Calm down. He just needed to create his own space (as Brent reminded me). He sat quietly on the floor between Brent and I. He took all the Bibles and hymnals and placed them around him to create his space. "The door" was next. Sam has to always create these spaces for himself, and then he adds "a door" as a final touch.

"The door" this day would be my backpack purse. He nudged at it from the other side of my legs and affixed it perfectly to enclose his safe place. I looked at Brent, he smiled this calm, "see, he is okay, he just needed his space" look at me. I was calm now.

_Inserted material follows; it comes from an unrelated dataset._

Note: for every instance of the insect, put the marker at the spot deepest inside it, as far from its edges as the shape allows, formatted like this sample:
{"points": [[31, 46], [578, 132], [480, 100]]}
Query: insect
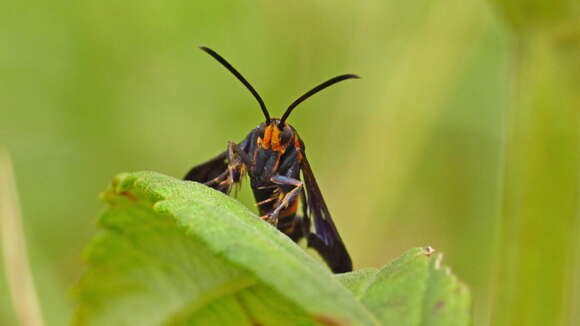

After church, I was reminded of my own little lesson on faith. Sometimes (as a good friend once said) you have to "let go and let God". Yes it is a saying heard forever, but our friend Judy made it real. I should have listened. Thanks Brent for your faith and being my rock.

As I was preparing to leave (and had left Brent to fill the van with our own boys and all of my nieces, sorry Brent), Brent's pastor pulled me aside to tell me about Build a Bear Workshop . She told me that they were having a special bear for Autism Awareness Month. She just thought we would like to know. I thanked her, and told her we had heard, and that Sam and I were planning a special trip there together. What I didn't tell her was that the special bear they were using is called "Nikki III", which has even more meaning for me, as my little sister who died a couple years ago was named Nikki. So Sam's little snuggly bear we would make, was also his little angel watching over him. Just Brent's pastor acknowledging the Autism, and letting us know she cares, provided yet another lesson..... "faith and friends".

Then later in the day, while all of Brent's sisters and their families and his aunt and uncles came, another lesson on "faith and family". Brent's Aunt D (who is in her 60's and facing her own challenges with Parkinsons) pulled me aside also saying "Is that underwear Sam is wearing?" She knew we had been struggling with potty training for awhile.

"Yes, we finally did it! We took a week straight of potty bootcamp at home." I replied with super excitement, as you can guess.

Aunt D went on to tell me that she was so happy and so surprised. She said, quote, "wow, all of the stuff and novels I have been reading about Autism lately say that it is sometimes 6 or 7 years old or later."

Aunt D doesn't know, but that right there said so much to us. That first of all, why would she care to catch up with Autism when she has so much with her own health going on, and second, that she is taking the time to care and understand our child better. ...."Faith and family."

One of my favorite quotes is "Faith is not believing that God can, it is KNOWING that God will".........again, it is all about faith!